In May, Nielsen released a study that found more the number of apps per smartphone in the U.S. jumped 28 percent between 2011 and 2012. Assuming this trend does not suddenly end, mobile app developers should expect to be busy.
But it also means mobile apps are going to continue to gain attention from attackers. In a report in August, researchers at Arxan Technologies noted that 92 percent of the Top 100 paid iOS applications and 100 percent of the Top 100 paid Google Android applications have been hacked.
An important step in addressing this issue is to stop attackers from reverse-engineering applications. Fortunately, there are a number of steps developers can take to keep their work from being tampered with, said Kevin McNamee, director and security architect at Kindsight Security Labs. For one, they can obfuscate the Java byte code to prevent attackers from figuring out what the code does.
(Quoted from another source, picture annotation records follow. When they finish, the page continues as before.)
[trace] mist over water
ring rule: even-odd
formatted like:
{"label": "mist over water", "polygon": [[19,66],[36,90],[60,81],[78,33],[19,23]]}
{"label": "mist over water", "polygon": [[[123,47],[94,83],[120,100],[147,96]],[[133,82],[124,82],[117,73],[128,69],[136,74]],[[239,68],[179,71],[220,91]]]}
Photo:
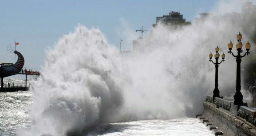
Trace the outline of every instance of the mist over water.
{"label": "mist over water", "polygon": [[99,29],[79,24],[47,51],[32,87],[32,128],[21,135],[82,133],[101,123],[195,116],[214,89],[208,55],[217,46],[226,55],[219,67],[221,95],[234,92],[236,65],[227,45],[236,43],[239,31],[243,43],[249,37],[243,31],[248,24],[236,19],[214,16],[177,30],[159,25],[127,54],[107,45]]}

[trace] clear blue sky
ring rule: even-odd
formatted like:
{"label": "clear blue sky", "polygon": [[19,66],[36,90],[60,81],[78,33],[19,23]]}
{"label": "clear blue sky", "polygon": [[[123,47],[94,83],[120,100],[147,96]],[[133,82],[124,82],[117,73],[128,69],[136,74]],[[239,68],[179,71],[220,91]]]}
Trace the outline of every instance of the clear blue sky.
{"label": "clear blue sky", "polygon": [[[156,17],[172,11],[180,11],[193,21],[198,13],[214,10],[218,1],[6,0],[0,4],[0,62],[13,62],[6,46],[20,43],[17,50],[24,55],[25,67],[40,68],[45,49],[52,46],[64,34],[72,31],[78,23],[98,27],[109,42],[118,46],[116,30],[121,18],[135,30],[151,29]],[[139,35],[140,34],[137,34]],[[130,48],[129,46],[127,48]]]}

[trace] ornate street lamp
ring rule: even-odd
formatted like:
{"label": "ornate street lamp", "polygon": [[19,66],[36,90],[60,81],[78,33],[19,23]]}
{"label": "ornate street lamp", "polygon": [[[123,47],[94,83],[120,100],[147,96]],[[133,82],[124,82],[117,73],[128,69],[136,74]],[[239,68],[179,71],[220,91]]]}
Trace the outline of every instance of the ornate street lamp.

"This also prevents attackers from easily modifying the code to build hijacked versions or inject malware into the application," he said. "[Android] developers can use ProGuard, which is a free obfuscator, or DexGuard, which has a license fee but is specifically designed for Android."
In addition, developers can distribute key aspects of the application as libraries to protect algorithms and other intellectual property and encrypt important configuration information to prevent tampering, he added.
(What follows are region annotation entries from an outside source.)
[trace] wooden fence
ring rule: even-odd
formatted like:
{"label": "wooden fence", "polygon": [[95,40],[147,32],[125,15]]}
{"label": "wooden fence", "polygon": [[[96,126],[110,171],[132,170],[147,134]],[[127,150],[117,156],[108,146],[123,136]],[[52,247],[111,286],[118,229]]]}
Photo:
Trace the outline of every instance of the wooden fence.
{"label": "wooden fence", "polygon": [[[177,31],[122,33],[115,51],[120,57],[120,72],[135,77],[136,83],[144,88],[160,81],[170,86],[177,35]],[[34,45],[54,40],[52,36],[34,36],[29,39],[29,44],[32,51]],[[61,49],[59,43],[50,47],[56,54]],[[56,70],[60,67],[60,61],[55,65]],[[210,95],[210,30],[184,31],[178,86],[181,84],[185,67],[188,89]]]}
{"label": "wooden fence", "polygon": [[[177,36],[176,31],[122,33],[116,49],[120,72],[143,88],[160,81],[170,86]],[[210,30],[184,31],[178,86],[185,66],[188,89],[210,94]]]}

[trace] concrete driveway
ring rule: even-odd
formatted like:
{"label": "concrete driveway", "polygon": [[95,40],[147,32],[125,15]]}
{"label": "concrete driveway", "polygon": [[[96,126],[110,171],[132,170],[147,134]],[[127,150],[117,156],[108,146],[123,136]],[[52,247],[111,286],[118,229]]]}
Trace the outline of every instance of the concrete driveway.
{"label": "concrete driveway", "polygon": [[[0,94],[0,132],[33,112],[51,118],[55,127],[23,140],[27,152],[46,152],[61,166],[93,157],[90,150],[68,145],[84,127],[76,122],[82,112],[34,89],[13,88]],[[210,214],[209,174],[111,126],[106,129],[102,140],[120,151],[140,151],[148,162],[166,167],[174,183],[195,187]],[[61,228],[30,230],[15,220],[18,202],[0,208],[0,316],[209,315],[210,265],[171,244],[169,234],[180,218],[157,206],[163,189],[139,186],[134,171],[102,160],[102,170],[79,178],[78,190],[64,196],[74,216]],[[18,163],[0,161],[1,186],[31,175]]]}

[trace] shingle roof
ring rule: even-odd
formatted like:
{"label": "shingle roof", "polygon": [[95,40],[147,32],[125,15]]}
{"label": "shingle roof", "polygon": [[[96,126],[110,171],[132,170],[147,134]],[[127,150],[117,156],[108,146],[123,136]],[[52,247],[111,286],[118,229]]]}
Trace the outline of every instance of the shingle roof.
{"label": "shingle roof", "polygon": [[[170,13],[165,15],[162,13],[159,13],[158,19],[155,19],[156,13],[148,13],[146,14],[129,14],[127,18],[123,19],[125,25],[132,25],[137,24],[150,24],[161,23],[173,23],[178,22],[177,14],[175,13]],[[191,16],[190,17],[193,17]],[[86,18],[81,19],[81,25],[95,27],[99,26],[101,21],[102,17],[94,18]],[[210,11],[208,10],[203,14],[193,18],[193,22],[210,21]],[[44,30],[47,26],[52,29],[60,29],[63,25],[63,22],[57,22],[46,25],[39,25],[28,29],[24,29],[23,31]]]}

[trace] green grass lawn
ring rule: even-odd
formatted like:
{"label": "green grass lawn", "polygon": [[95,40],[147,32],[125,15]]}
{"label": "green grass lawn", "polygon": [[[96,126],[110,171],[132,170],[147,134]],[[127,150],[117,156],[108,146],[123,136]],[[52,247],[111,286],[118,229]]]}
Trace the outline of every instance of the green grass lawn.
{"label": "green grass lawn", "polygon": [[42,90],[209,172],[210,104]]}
Just as hackers analyze code for weaknesses, developers need to analyze code they are embedding into their application as they are accepting and passing through any risk in that code to end users, said Tyler Shields, senior security researcher at Veracode.
"Double and triple check your permissions," he said. Application developers use third parties’ libraries in code to speed up the creative process. Code reuse is not only common, but one of the main tenants of being an effective and efficient developer. However, there are problems that come with code reuse, including knowing exactly what the code you are reusing does."
In addition, Shields noted, third-party code can attempt to leverage any extraneous permissions that may have made its way into the application.
"Moral of the story: limit your permissions to only those required for the operation of your application and check the security of any piece of third party code that you embed into your application," he said.
Playing fast and loose with loopholes in their permission model can hurt developers in the long run, noted Domingo Guerra, president and co-founder of Appthority.
"Time and time again, we've seen apps that find a way to circumvent the permission model set forth by Apple or Google," he explained to SecurityWeek. "For example, apps are required to ask a user's permission before accessing their location if using the device GPS. However, some developers have found that if the device GPS isn't used, an app can still track location by using third-party APIs or GeoIP tracking without asking the user for permission. This is just bad form and bad practice, if you need user data, ask for it (and let your users decide). Your reputation as a developer is important."
But, according to Shields, one of the major mistakes developers often make isn't even technical.
"One of the biggest mistakes mobile application developers make is thinking they’re done learning after they graduate," he said. "Only a limited amount of time is spent educating developers on security-related subjects while in school, such as how to build security measures into their mobile applications…To counter this, I’d suggest developers participate in yearly security awareness sessions offered by top security companies or seek out additional security training at a local university."